On Fri, 28 Aug 2015 13:58:34 -0400
"J. Bruce Fields" <bfields@xxxxxxxxxxxx> wrote:

> On Fri, Aug 28, 2015 at 08:19:46AM -0400, Jeff Layton wrote:
> > On Thu, 27 Aug 2015 09:38:06 -0400
> > "J. Bruce Fields" <bfields@xxxxxxxxxxxx> wrote:
> > 
> > > On Wed, Aug 26, 2015 at 06:53:31PM -0400, Jeff Layton wrote:
> > > > On Wed, 26 Aug 2015 16:00:32 -0400
> > > > "J. Bruce Fields" <bfields@xxxxxxxxxxxx> wrote:
> > > > 
> > > > > On Thu, Aug 20, 2015 at 07:17:14AM -0400, Jeff Layton wrote:
> > > > > > It's not uncommon for some workloads to do a bunch of I/O to a file and
> > > > > > delete it just afterward. If knfsd has a cached open file however, then
> > > > > > the file may still be open when the dentry is unlinked.
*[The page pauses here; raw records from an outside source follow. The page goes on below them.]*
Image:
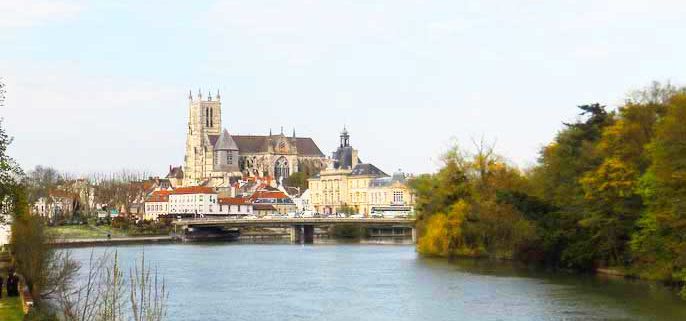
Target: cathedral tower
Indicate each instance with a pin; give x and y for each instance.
(204, 119)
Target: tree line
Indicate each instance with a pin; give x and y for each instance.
(608, 191)
(61, 288)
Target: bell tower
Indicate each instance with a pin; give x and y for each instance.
(204, 119)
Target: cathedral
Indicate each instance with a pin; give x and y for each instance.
(214, 157)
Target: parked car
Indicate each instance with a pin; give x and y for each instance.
(293, 215)
(307, 214)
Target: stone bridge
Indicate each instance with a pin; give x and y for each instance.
(301, 229)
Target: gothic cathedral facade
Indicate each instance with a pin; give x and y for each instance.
(214, 157)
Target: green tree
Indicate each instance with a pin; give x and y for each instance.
(660, 244)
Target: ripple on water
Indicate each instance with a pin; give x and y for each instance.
(380, 282)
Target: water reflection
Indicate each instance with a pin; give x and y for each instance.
(349, 281)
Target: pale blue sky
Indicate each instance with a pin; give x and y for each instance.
(100, 86)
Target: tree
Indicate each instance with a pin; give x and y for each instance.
(107, 294)
(659, 245)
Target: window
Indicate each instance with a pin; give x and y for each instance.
(281, 169)
(397, 197)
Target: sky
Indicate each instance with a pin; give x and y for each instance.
(100, 86)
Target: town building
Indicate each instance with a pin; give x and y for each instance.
(215, 158)
(278, 199)
(57, 203)
(156, 205)
(193, 200)
(351, 185)
(235, 206)
(264, 210)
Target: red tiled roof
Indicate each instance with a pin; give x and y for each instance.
(268, 194)
(62, 194)
(194, 190)
(233, 201)
(159, 196)
(264, 207)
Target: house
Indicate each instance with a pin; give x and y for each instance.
(193, 200)
(303, 202)
(264, 209)
(278, 199)
(157, 204)
(235, 206)
(58, 203)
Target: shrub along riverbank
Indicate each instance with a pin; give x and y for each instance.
(608, 191)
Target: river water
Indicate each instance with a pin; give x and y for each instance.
(238, 281)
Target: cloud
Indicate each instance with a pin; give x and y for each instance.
(29, 13)
(80, 121)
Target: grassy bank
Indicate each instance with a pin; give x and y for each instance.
(10, 309)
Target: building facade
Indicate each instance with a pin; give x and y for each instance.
(156, 204)
(351, 185)
(193, 200)
(213, 156)
(235, 206)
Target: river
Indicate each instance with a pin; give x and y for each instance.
(238, 281)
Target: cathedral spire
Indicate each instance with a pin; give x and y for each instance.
(345, 137)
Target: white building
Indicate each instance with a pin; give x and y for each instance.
(303, 202)
(193, 200)
(157, 204)
(235, 206)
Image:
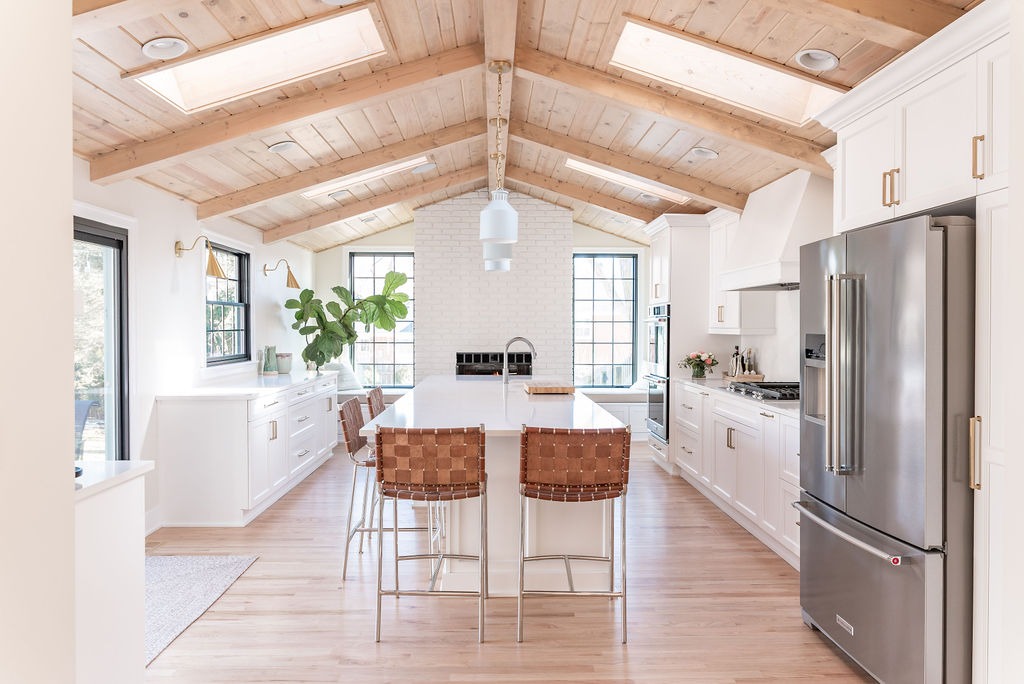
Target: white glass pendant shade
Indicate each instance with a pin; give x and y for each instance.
(498, 264)
(499, 221)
If the
> > > > > > underlying filesystem is nfs, then that could trigger it to do a
> > > > > > sillyrename.
> > > > > 
> > > > > Possibly worth noting that situation doesn't currently occur upstream.
> > > > > 
> > > > > (And, another justification worth noting: space used by a file should be
> > > > > deallocated on last unlink or close.  People do sometimes notice if it's
> > > > > not, especially if the file is large.)
> > > > > 
> > > > 
> > > > Good points.
> > > > 
> > > > > > On a REMOVE or RENAME scan the nfsd_file cache for open files that
> > > > > > correspond to the inode, and proactively unhash and put their
> > > > > > references. This should prevent any delete-on-last-close activity from
> > > > > > occurring, solely due to knfsd's open file cache.
> > > > > 
> > > > > Is there anything here to prevent a new cache entry being added after
> > > > > nfsd_file_close_inode and before the file is actually removed?
> > > > > 
> > > > 
> > > > No, nothing -- it's strictly best effort.
> > > 
> > > Unfortunately I think this is something we really want to guarantee.
> > > 
> > 
> > That should be doable.
> > 
> > One question though -- if we hit this race, what's the right way to
> > handle it?
> > 
> > We don't want to return nfserr_stale or anything since we won't know if
> > the inode will really be stale after the remove completes. We could
> > just be removing one link from a multiply-linked inode.
> > 
> > We also don't want to make the caller wait out nfsd_file_acquire, as the
> > file could be open via NFSv4 and those references might not get put for
> > quite some time.
> > 
> > What semantics should we be aiming for?
> 
> Hm.
> 
> The RENAME or REMOVE has to succeed regardless.
> 
> If the other operation is an open or something lookup-like, then it has
> to succeed or see ENOENT.  If it's a filehandle-based operation like
> READ or WRITE then it's got to succeed or get STALE, and if the latter
> then it better be really and truly gone.  Continuing to process a READ
> or WRITE after the REMOVE continues is fine, I think, it just means some
> application on some other v3 client has an open that we're honoring a
> moment longer than we're required to.
> 
> Now I'd have to look back at your code....  If the caching were just an
> optimization, we could just it off temporarily, but I don't think we
> can.
> 
> Marking the file dead somehow and failing further attempts to use it
> might work.  I guess that's equivalent to your suggestion to unhash it
> in this case.
> 

Yeah, though that is a rather substantive change. Right now, we just
tear these things down when we put the last reference. If we have to
prevent new references from being acquired during the duration of the
unlink, then that changes the entire semantics of the cache.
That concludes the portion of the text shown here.